La centrale nucléaire de Zaporijia, la plus grande d'Europe, a été la cible d'une douzaine de frappes samedi et dimanche. Russes et Ukrainiens s'accusent mutuellement, alors que l'Agence internationale de l'énergie atomique juge la situation "gravissime".

De nouvelles frappes ont touché ce week-end la centrale nucléaire de Zaporijia, en Ukraine. Cette centrale, la plus grande d'Europe, est occupée depuis mars dernier par l'armée russe. Et les deux camps s'accusent mutuellement.

La douzaine de frappes a touché une zone qui abritait du combustible nucléaire. Mais le pire a été évité, assure Emmanuelle Galichet, enseignante-chercheuse en physique nucléaire.

“Ce n’est pas anodin, évidemment. Aujourd’hui, il n’y a aucun risque de rejet radioactif dans l’environnement. Les bombardements n’ont pas touché de zones extrêmement critiques”, assure-t-elle.
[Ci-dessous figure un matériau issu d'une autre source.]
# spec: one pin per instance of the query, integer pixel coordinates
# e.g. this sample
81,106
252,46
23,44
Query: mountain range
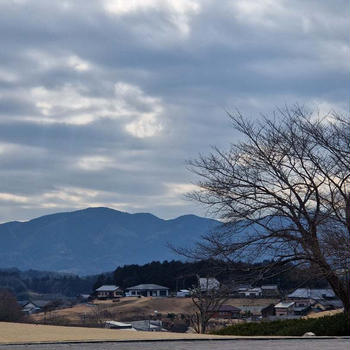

Pourtant, il faut à tout prix faire taire les armes à proximité de la centrale, alerte la chercheuse associée à la Fondation pour la Recherche Stratégie, Lova Rinel. “On n’a jamais connu un conflit où une centrale nucléaire fait l’objet d’une cible tactique sur une question de front militaire. Parce que derrière la question des frappes, se cache le risque d’incidents”, explique-t-elle.

Peu de chances d'accord sur une sanctuarisation

L'Agence internationale de l'énergie atomique réclame un accord entre Ukrainiens et Russe. Difficile, prédit la spécialiste de la dissuasion nucléaire.

“L’un des vrais enjeux, c’est qui sera en charge de la souveraineté de Zaporijia parce que c’est une centrale ukrainienne. Les Russes sont venus la voler et elle est sur un territoire occupé. Et c’est ça, le sujet”, précise-t-elle.

La centrale nucléaire de Zaporijia est à l'arrêt depuis début septembre, mais les six réacteurs continuent d'être réfrigérés pour éviter tout incident.